What's your favorite random piece of musical trivia?

It’s funny to consider that “Mony, Mony” and it’s coarse audience-participation bit is all owed to the Mutual Of New York Insurance Company.

Look.

Have a party:

http://www.bartleby.com/113/4027.html

Not only that, but he got co-writing credit because the section he sings…

“I want my… I want my… I want my MTV.”

is a note-for-note mimic of the Police’s

“Don’t stand so… don’t stand so… don’t stand so close to me.”

Paul McCartney’s real first name was James. He changed it because there was already a semi-famous James McCartney in England at the time.

A website listing musician’s given names

In “Loving You” by Minnie Riperton, Minnie sings “…Maya, Maya, Maya…” in the outro. “Maya” isn’t just scat-singing, it’s the name of her daughter.

In the intro to Aerosmith’s Sweet Emotion, those aren’t maracas or even a cabasa. Steven was shaking a sugar packet.

I don’t think he ever “changed” it; AFAIK he was always known as Paul, just as his brother Michael has also always been known by his middle name (his first name being Peter).

Im really going to need a cite for that…

  • Huge aerosmith fan/Percussionist

Speaking of McCarney’s brother, Mike McCartney changed his professional name to Mike McGear after the Beatles success so he wouldn’t be making it on Paul’s coattails. He played for a group called Scaffold, the only rock group to have one of their songs reprinted in The Oxford Book of 20th Century Verse. The song/poem “Goodbat Nightman” was written by noted poet Roger McGough, a member of Scaffold; McGear is credited, too, so probably helped with the music.

The lyrics to Sheryl Crow’s “All I Want to Do” were found by Crow in a poetry book by Wyn Cooper. Crow and her band added music to it, and tracked down Cooper and give him songwriter credit. He’s made somewhere around $50K from it, by far his best payday as a poet.

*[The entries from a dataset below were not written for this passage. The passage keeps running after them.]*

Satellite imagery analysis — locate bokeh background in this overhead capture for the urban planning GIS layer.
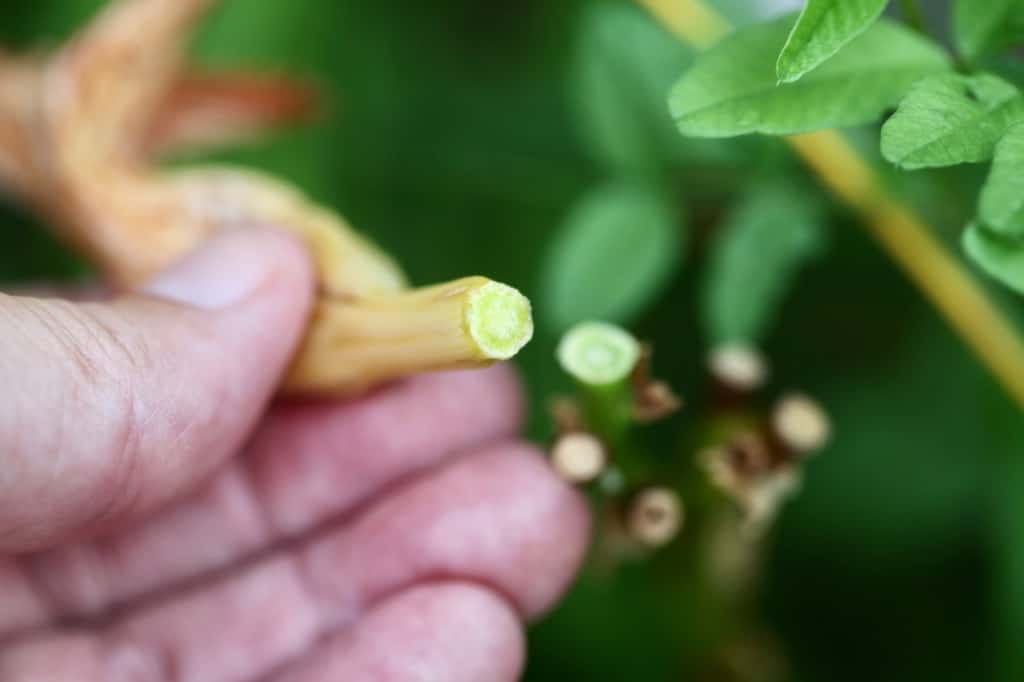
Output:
[0,0,1024,682]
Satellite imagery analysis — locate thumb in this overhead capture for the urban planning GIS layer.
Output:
[0,229,312,551]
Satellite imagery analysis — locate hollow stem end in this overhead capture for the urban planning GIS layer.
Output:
[465,282,534,360]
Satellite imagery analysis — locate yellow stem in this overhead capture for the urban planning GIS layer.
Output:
[637,0,1024,409]
[285,276,534,395]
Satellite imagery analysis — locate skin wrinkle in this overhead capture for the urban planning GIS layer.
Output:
[0,367,522,634]
[0,436,584,682]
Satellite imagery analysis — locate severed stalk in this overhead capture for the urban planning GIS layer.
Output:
[285,276,534,393]
[0,0,532,394]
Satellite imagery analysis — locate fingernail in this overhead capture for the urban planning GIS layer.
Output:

I heard it on a radio show a long time ago. But in doing a Google search, a number of pages repeat the claim, including this interview with Steven Tyler.

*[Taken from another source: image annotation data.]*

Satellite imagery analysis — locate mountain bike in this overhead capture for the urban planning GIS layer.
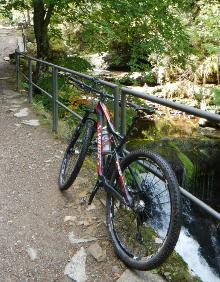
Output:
[58,80,181,270]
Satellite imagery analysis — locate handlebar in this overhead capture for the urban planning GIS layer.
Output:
[68,75,155,115]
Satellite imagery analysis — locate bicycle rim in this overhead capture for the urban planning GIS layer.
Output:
[107,152,180,270]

well, Don Maclean (of American Pie fame) tried to steal my dad’s guitar at a folk festival in the 60’s. Other than that, I got nuthin’.

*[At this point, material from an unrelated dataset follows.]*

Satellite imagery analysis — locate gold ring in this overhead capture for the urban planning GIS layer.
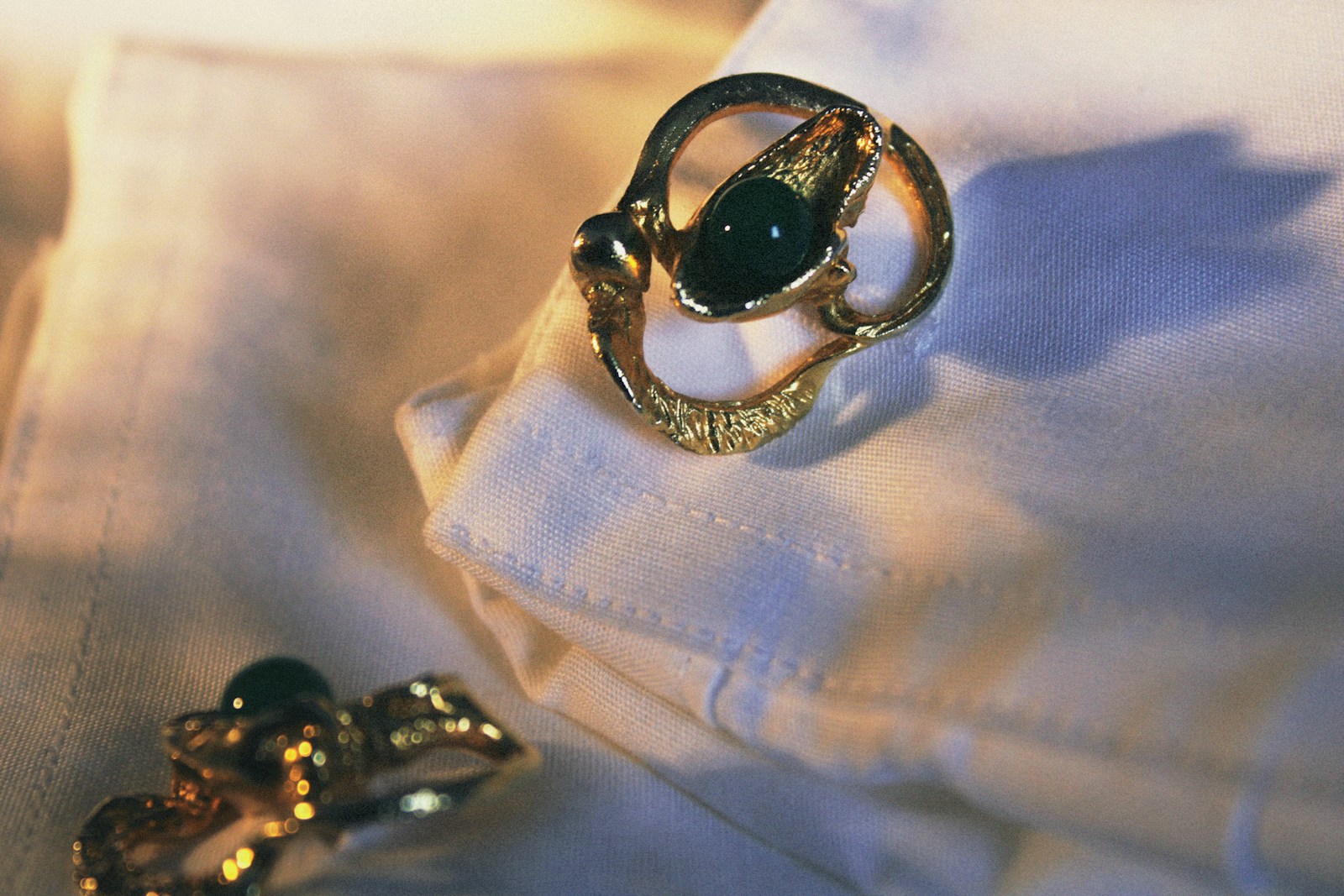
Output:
[74,657,539,896]
[570,72,952,454]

Ringo is the only ex-Beatle to have back-to-back #1 hits: “Photograph” and “You’re Sixteen.”

[highjack]

This doesn’t really qualify as trivia, but does anyone else think that the background music to “Donkey Kong” arcade game sounds just like the bass line from the Beatles’ “The Ballad of John & Yoko”?

[/highjack]

It’s a good thing that Apple isn’t the type to file lawsuits.

Yeah, but since the other three stopped contributing good songs to his albums, he’s also the only ex-Beatle to have back-to-back decades without a hit record.

I’m sure you Radiohead fans already know this, but I was surprised to discover that they retooled the Hollies’ “The Air That I Breathe” for this song. So much so that they gave them partial songwriting credit.

More Police trivia…

  1. The titles of the first three albums were an attempt to sound foreign and exotic, but in no particular language. So Outlandos D’Amour = Outlaws of Love, Reggatta de Blanc = White Reggae, and Zenyatta Mondatta… well, that’s a riff off of Jomo Kenyatta’s name, the concept of “zen,” and Mondatta means “world.” Zenyatta Mondatta was at one time going to be called Triblondo Mondo Domino (Three blonds rule the world.)

  2. The members of the band were not naturally light blonds. They dyed their hair to get a gig in a Wrigley’s chewing gum commercial and continued to do so throughout their career.

  3. Stewart Copeland’s dad, Miles Copeland, Jr., was a high-ranking CIA operative. Hence, the Copelands grew up in exotic locales like Egypt and Lebanon. The law enforcement theme runs deep in the Copeland brothers’ business ventures: Stewart founded The Police; Miles III founded IRS - International Record Syndicate (home of R.E.M.); and Ian founded FBI - Frontier Booking International - a management agency.

Due to a plagarism allegation, Rod Stewart’s songwriting royalties for the song Do Ya Think I’m Sexy? are donated to the United Nations Children’s Fund.

Here’s another Rod Stewart one. The original recording of “Tonight’s The Night” has Britt Ekland cooing and sighing on the coda. After they broke up, a version of this track was issued on a WB Back-To-Back Hits single minus her contribution (I have this one!). Britt threw a fit, and as a result, her cooing and sighing has been reinstated on every issue of that song, ever since.

OK, this one’s really weak but it’s all I have: the song “Happy Birthday” is not in the public domain- the rights are owned by two little old ladies (sisters), and if it is used on TV, in the movies, or sung in restaurants, they get royalties. Which is why family restaurants always make up their own cheesy birthday songs for the customers.